Sequential Doppler Shift based Optimal Localization and Synchronization with TOA

TL;DR

This paper introduces LAS-SDT, an optimal localization and synchronization method that leverages sequential Doppler shift and TOA measurements in TDBS systems, significantly improving accuracy over traditional TOA-only methods.

Contribution

It develops a new LAS method utilizing Doppler shifts in addition to TOA, with variants for velocity and clock drift aiding, and derives the CRLB for these cases.

Findings

LAS-SDT outperforms conventional TOA-only methods in accuracy.

Analytical CRLB shows significant improvements in position, velocity, and clock estimates.
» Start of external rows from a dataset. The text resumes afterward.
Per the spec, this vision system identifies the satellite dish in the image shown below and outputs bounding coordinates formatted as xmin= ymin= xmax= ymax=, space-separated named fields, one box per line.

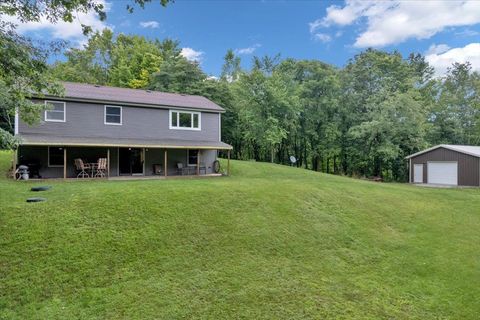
xmin=289 ymin=156 xmax=297 ymax=164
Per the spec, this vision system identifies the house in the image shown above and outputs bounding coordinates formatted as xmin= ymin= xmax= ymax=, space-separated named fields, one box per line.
xmin=406 ymin=145 xmax=480 ymax=186
xmin=13 ymin=82 xmax=232 ymax=179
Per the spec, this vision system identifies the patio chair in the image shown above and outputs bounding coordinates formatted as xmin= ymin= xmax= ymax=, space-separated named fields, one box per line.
xmin=176 ymin=162 xmax=188 ymax=175
xmin=74 ymin=158 xmax=90 ymax=178
xmin=95 ymin=158 xmax=107 ymax=178
xmin=199 ymin=162 xmax=207 ymax=175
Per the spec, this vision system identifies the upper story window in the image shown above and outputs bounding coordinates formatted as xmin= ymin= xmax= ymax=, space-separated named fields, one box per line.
xmin=104 ymin=105 xmax=122 ymax=125
xmin=45 ymin=101 xmax=66 ymax=122
xmin=169 ymin=110 xmax=201 ymax=130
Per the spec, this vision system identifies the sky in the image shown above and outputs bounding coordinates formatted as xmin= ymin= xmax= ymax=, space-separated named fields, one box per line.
xmin=6 ymin=0 xmax=480 ymax=77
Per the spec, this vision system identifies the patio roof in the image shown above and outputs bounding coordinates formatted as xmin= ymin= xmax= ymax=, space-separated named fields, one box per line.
xmin=17 ymin=133 xmax=232 ymax=150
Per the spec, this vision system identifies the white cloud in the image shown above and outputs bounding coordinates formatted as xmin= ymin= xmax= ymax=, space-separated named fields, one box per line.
xmin=313 ymin=33 xmax=332 ymax=43
xmin=180 ymin=47 xmax=204 ymax=62
xmin=426 ymin=44 xmax=451 ymax=55
xmin=235 ymin=43 xmax=261 ymax=55
xmin=139 ymin=21 xmax=160 ymax=29
xmin=2 ymin=0 xmax=111 ymax=46
xmin=311 ymin=0 xmax=480 ymax=48
xmin=455 ymin=28 xmax=480 ymax=37
xmin=426 ymin=43 xmax=480 ymax=76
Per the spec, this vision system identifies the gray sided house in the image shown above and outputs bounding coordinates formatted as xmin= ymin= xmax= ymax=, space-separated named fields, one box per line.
xmin=14 ymin=82 xmax=232 ymax=179
xmin=406 ymin=145 xmax=480 ymax=187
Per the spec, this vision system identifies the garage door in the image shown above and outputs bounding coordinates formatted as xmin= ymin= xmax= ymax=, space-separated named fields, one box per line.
xmin=427 ymin=162 xmax=458 ymax=185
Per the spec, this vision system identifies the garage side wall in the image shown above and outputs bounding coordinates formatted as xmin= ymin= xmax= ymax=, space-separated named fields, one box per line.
xmin=410 ymin=147 xmax=480 ymax=186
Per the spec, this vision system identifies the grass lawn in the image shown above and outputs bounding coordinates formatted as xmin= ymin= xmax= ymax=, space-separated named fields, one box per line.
xmin=0 ymin=150 xmax=479 ymax=319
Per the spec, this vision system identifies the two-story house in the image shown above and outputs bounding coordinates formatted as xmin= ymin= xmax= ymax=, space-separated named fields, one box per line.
xmin=14 ymin=82 xmax=232 ymax=179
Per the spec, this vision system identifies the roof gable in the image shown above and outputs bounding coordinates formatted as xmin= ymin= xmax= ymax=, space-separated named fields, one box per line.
xmin=406 ymin=144 xmax=480 ymax=159
xmin=41 ymin=82 xmax=225 ymax=112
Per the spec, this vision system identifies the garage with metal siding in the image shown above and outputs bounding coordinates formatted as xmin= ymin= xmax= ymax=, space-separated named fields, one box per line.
xmin=406 ymin=145 xmax=480 ymax=187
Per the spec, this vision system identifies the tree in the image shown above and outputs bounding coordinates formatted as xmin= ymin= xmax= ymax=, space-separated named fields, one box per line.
xmin=51 ymin=30 xmax=165 ymax=89
xmin=430 ymin=62 xmax=480 ymax=145
xmin=0 ymin=0 xmax=172 ymax=34
xmin=50 ymin=29 xmax=114 ymax=85
xmin=110 ymin=34 xmax=163 ymax=88
xmin=0 ymin=24 xmax=63 ymax=143
xmin=221 ymin=49 xmax=241 ymax=82
xmin=341 ymin=49 xmax=430 ymax=178
xmin=0 ymin=0 xmax=172 ymax=147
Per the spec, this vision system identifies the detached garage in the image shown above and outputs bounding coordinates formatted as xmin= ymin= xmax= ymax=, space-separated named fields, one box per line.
xmin=406 ymin=145 xmax=480 ymax=187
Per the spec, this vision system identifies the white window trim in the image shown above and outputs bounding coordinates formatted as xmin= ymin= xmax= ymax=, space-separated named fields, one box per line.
xmin=48 ymin=146 xmax=64 ymax=167
xmin=104 ymin=105 xmax=123 ymax=125
xmin=169 ymin=109 xmax=201 ymax=131
xmin=44 ymin=100 xmax=66 ymax=122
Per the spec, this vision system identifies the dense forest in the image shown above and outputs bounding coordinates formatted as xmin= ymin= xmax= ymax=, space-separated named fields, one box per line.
xmin=3 ymin=28 xmax=480 ymax=181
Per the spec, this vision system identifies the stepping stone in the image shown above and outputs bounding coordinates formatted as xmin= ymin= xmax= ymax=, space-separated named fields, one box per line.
xmin=31 ymin=186 xmax=52 ymax=192
xmin=26 ymin=198 xmax=46 ymax=203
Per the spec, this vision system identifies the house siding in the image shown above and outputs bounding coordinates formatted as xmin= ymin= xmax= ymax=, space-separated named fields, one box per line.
xmin=19 ymin=99 xmax=220 ymax=142
xmin=410 ymin=147 xmax=480 ymax=186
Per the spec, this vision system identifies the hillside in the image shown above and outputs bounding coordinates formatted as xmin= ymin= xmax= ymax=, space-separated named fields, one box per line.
xmin=0 ymin=151 xmax=479 ymax=319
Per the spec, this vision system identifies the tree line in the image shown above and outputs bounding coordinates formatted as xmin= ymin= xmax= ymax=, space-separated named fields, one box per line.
xmin=3 ymin=28 xmax=480 ymax=181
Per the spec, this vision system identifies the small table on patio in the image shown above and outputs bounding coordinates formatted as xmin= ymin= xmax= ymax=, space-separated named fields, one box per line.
xmin=87 ymin=163 xmax=98 ymax=177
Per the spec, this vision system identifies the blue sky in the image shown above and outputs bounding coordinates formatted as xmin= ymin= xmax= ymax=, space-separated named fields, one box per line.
xmin=8 ymin=0 xmax=480 ymax=77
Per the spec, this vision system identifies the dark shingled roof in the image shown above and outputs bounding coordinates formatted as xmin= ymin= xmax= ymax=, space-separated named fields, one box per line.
xmin=18 ymin=133 xmax=232 ymax=150
xmin=42 ymin=82 xmax=225 ymax=112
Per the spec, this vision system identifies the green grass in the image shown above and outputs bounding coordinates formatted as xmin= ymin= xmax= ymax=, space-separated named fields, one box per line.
xmin=0 ymin=151 xmax=479 ymax=319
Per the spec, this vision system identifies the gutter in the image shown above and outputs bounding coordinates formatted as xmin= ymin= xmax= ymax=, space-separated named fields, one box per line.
xmin=18 ymin=141 xmax=233 ymax=150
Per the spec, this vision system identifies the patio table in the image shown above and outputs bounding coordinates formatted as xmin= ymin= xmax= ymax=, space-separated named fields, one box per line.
xmin=88 ymin=163 xmax=98 ymax=177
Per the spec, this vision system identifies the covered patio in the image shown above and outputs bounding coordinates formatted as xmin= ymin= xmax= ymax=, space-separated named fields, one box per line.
xmin=14 ymin=134 xmax=232 ymax=180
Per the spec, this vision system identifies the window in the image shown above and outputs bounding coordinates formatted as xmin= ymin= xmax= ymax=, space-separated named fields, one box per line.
xmin=45 ymin=101 xmax=65 ymax=122
xmin=105 ymin=105 xmax=122 ymax=125
xmin=48 ymin=147 xmax=64 ymax=167
xmin=169 ymin=110 xmax=201 ymax=130
xmin=188 ymin=150 xmax=199 ymax=166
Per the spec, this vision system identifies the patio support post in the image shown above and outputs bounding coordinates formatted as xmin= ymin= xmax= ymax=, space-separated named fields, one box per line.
xmin=227 ymin=149 xmax=231 ymax=176
xmin=12 ymin=148 xmax=17 ymax=179
xmin=164 ymin=150 xmax=167 ymax=177
xmin=197 ymin=150 xmax=200 ymax=176
xmin=63 ymin=147 xmax=67 ymax=179
xmin=107 ymin=148 xmax=110 ymax=179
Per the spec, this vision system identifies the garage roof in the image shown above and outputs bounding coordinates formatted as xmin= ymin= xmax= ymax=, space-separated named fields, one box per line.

Numerical results confirm the optimal performance of LAS-SDT.

Abstract

Doppler shift is an important measurement for localization and synchronization (LAS), and is available in various practical systems. Existing studies on LAS techniques in a time division broadcast LAS system (TDBS) only use sequential time-of-arrival (TOA) measurements from the broadcast signals. In this paper, we develop a new optimal LAS method in the TDBS, namely LAS-SDT, by taking advantage of the sequential Doppler shift and TOA measurements. It achieves higher accuracy compared with the conventional TOA-only method for user devices (UDs) with motion and clock drift. Another two variant methods, LAS-SDT-v for the case with UD velocity aiding, and LAS-SDT-k for the case with UD clock drift aiding, are developed. We derive the Cramer-Rao lower bound (CRLB) for these different cases. We show analytically that the accuracies of the estimated UD position, clock offset, velocity and clock drift are all significantly higher than those of the conventional LAS method using TOAs only. Numerical results corroborate the theoretical analysis and show the optimal estimation performance of the LAS-SDT.